📚 AWS Overview

Created: 28.07.2022

Here I am collecting some information that is needed in order to understand what to look for in the cloud and where.

Confusing Terms

IAM - Identity Access Management. This is a service for creating users, groups, roles, permissions, policies. Each individual using the AWS service needs to have a separate user in AWS associated with them. So, roughly speaking, user = person. Each user can be in 1+ groups. Theoretically, a user can be not a part of any group, but when they are, it’s easier to manage access and permissions. Policies are a list of permissions that can be assigned to a group, user, role.

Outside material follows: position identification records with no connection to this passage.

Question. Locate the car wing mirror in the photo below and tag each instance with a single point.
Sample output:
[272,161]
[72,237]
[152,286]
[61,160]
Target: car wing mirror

Can be created via JSON (raw) or GUI. Groups have the same permissions defined by purposes. Roles are assigned to services within AWS. Something similar to groups?

IDs

ARN

arn:partition:service:region:account-id:resource-id
arn:partition:service:region:account-id:resource-type/resource-id
arn:partition:service:region:account-id:resource-type:resource-id

Partition. There are just three of them: general (most likely to encounter), China 🇨🇳 and US Gov.

Service. Can be guardduty for alert from GuardDuty, or iam or sts or any other service.

Region, Account-ID and Resource-ID. Pretty self-explanatory.

Terraform

Most of the things can be and usually prefered to be configured via Terraform. It’s usually refered to as “Infrastructure as code”, which basically means that you can “code” the way your infrastructure is built and with what permissions. For example, you can either create an EC2 instance via GUI in AWS Console, or use aws CLI for that or you can do this via Terraform. The latter option allows better managements, transparancy and, of course, automation.

Following the advice of the instructor from Udemy (see reference below), I’ve used Visual Studio (which I usually use for scripting) with a HashiCorp Terraform plugin installed. To install terraform itself follow the instructions here - https://learn.hashicorp.com/tutorials/terraform/install-cli. Good tutorials are available for free on the Terraform’s website as well: https://learn.hashicorp.com/tutorials/terraform/aws-build?in=terraform/aws-get-started.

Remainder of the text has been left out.